An interesting development occured in the Job salary prediction at Kaggle: the guy who ranked 3rd used logistic regression, in spite of the task being regression, not classification. We attempt to replicate the experiment.
The idea is to discretize salaries into a number of bins, just like with a histogram. Guocong Song, the man, used 30 bins. We like a convenient uniform bin width of 0.1, as a minimum log salary in the training set is 8.5 and a maximum is 12.2. Since there are few examples in the high end, we stop at 12.0, so that gives us 36 bins. Here’s the code:
import numpy as np
min_salary = 8.5
max_salary = 12.0
interval = 0.1
a_range = np.arange( min_salary, max_salary + interval, interval )
class_mapping = {}
for i, n in enumerate( a_range ):
n = round( n, 1 )
class_mapping[n] = i + 1
This way we get a mapping from log salaries to classes. Class labels start with 1, because Vowpal Wabbit expects that, and we intend to use VW. The code can be found in 2vw_class.py
script. The actual conversion looks like this:
try:
label = str( class_mapping[label] )
except KeyError:
if label > max_salary:
label = str( class_mapping[max_salary] )
else:
label = '1'
After running VW and producing some predictions, we will need to convert classes back to numbers:
reverse_class_mapping = {}
for i, n in enumerate( a_range ):
n = round( n, 1 )
reverse_class_mapping[i+1] = n
We do this with reverse_map.py
script. We also provide mae_class.py
script for validation purposes. It computes Mean Absolute Error from predictions and test files, both with class labels.
Running VW
Vowpal Wabbit supports a few multiclass classification modes, among them common one against all mode and error correcting tournament mode. If you want to know what it means, there’s a paper. We found out that --ect
works better than --oaa
.
For validation, one might use commands like these. You need to specify a number of classes in training, we have 36.

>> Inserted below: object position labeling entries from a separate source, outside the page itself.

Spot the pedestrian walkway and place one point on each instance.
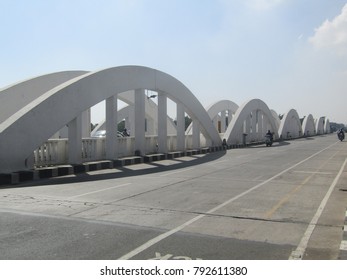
(343, 245)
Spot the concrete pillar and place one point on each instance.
(223, 121)
(140, 121)
(254, 125)
(162, 122)
(180, 127)
(75, 140)
(111, 127)
(260, 125)
(196, 134)
(86, 121)
(215, 122)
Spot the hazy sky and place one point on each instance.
(289, 53)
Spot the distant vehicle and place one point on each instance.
(102, 133)
(268, 140)
(341, 135)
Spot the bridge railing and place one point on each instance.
(56, 152)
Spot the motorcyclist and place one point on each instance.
(270, 135)
(341, 131)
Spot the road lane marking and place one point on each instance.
(313, 172)
(164, 235)
(83, 194)
(216, 162)
(343, 245)
(175, 172)
(300, 250)
(285, 198)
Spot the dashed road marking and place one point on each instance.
(83, 194)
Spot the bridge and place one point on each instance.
(45, 121)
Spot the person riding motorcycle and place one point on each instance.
(269, 134)
(341, 134)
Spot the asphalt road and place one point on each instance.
(283, 202)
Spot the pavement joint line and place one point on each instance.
(83, 194)
(164, 235)
(343, 245)
(300, 250)
(175, 172)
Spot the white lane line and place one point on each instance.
(175, 172)
(313, 172)
(343, 245)
(300, 250)
(160, 237)
(216, 162)
(83, 194)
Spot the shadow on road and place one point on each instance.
(122, 172)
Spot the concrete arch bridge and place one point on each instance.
(34, 113)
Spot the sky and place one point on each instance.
(292, 54)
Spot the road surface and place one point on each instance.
(287, 201)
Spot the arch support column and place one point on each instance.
(111, 127)
(196, 134)
(140, 121)
(162, 122)
(75, 140)
(180, 127)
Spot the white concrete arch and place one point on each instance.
(320, 125)
(151, 115)
(327, 126)
(290, 125)
(15, 97)
(308, 126)
(219, 107)
(251, 120)
(276, 117)
(42, 117)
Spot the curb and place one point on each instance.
(63, 170)
(343, 245)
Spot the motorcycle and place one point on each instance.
(268, 140)
(341, 136)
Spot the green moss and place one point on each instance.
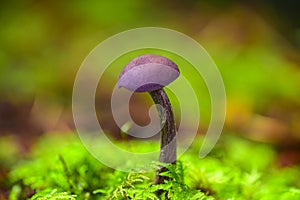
(59, 167)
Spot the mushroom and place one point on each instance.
(150, 73)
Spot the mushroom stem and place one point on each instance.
(168, 132)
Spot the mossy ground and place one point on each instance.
(59, 167)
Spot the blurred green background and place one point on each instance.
(256, 46)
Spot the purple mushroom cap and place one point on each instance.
(147, 73)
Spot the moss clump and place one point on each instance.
(59, 167)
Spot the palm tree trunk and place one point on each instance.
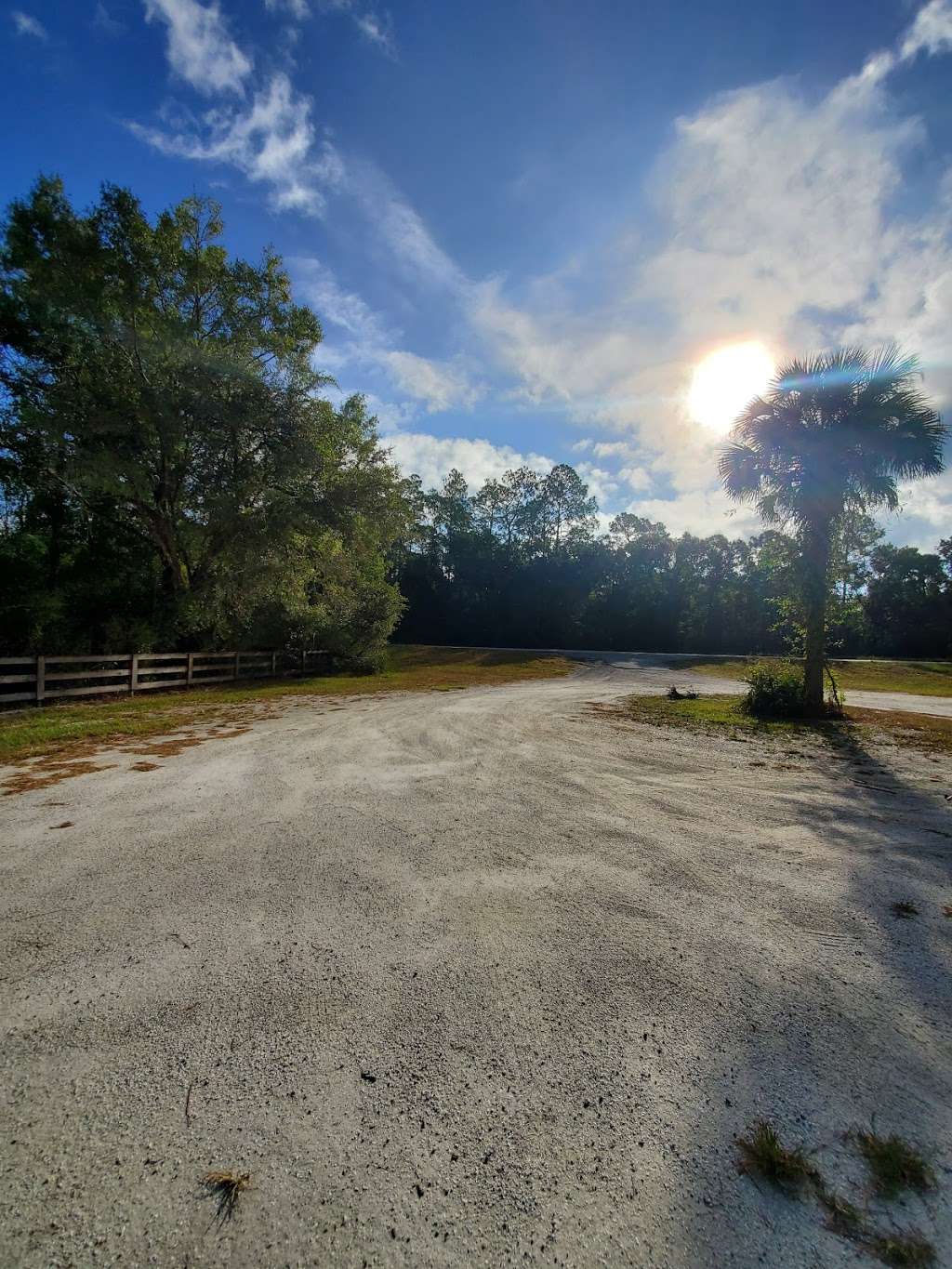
(816, 562)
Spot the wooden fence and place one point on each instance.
(49, 678)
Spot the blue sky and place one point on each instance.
(524, 225)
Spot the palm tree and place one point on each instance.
(833, 434)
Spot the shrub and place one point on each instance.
(774, 688)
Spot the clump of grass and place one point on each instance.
(893, 1164)
(761, 1154)
(841, 1216)
(226, 1185)
(903, 1250)
(903, 910)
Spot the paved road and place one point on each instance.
(466, 979)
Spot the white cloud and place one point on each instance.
(298, 9)
(402, 233)
(28, 25)
(699, 511)
(441, 385)
(376, 28)
(431, 457)
(103, 20)
(369, 343)
(931, 32)
(271, 141)
(201, 49)
(777, 221)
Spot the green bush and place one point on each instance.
(774, 688)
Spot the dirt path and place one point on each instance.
(466, 979)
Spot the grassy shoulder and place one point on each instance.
(65, 727)
(920, 678)
(722, 716)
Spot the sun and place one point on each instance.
(726, 381)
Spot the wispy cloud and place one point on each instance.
(201, 49)
(369, 343)
(777, 221)
(103, 20)
(27, 24)
(431, 457)
(273, 141)
(298, 9)
(377, 28)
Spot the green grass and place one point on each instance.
(68, 727)
(903, 1250)
(893, 1165)
(763, 1154)
(722, 716)
(923, 678)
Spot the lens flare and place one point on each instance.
(725, 382)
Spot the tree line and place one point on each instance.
(173, 476)
(521, 562)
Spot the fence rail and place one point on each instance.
(51, 678)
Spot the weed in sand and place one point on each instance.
(761, 1154)
(841, 1216)
(226, 1186)
(903, 1250)
(893, 1164)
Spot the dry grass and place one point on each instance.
(226, 1186)
(761, 1154)
(893, 1165)
(721, 715)
(903, 1250)
(921, 678)
(75, 731)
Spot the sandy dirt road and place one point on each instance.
(475, 977)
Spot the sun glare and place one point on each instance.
(725, 381)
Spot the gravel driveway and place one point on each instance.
(475, 977)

vw -d data/class/train_v.vw -k -c -f data/class/model --passes 10 -b 25 --ect 36
vw -t -d data/class/test_v.vw -k -c -i data/class/model -p data/class/p.txt
python mae_class.py data/class/test_v.vw data/class/p.txt
Validation MAE is around 5000, not quite 3900 achieved by G. Song, but much better than our previous attempts using regression, and with practically no tweaking. A Kaggle private leaderboard score is 5244.
In case you would like to rush off to apply this approach to your regression problem: we tried it with Bulldozers competition and it didn’t work, meaning that the results were somewhat worse than from a regular regression.
The question remains - why? We think it might have something to do with different data structure and maybe with a scoring metric.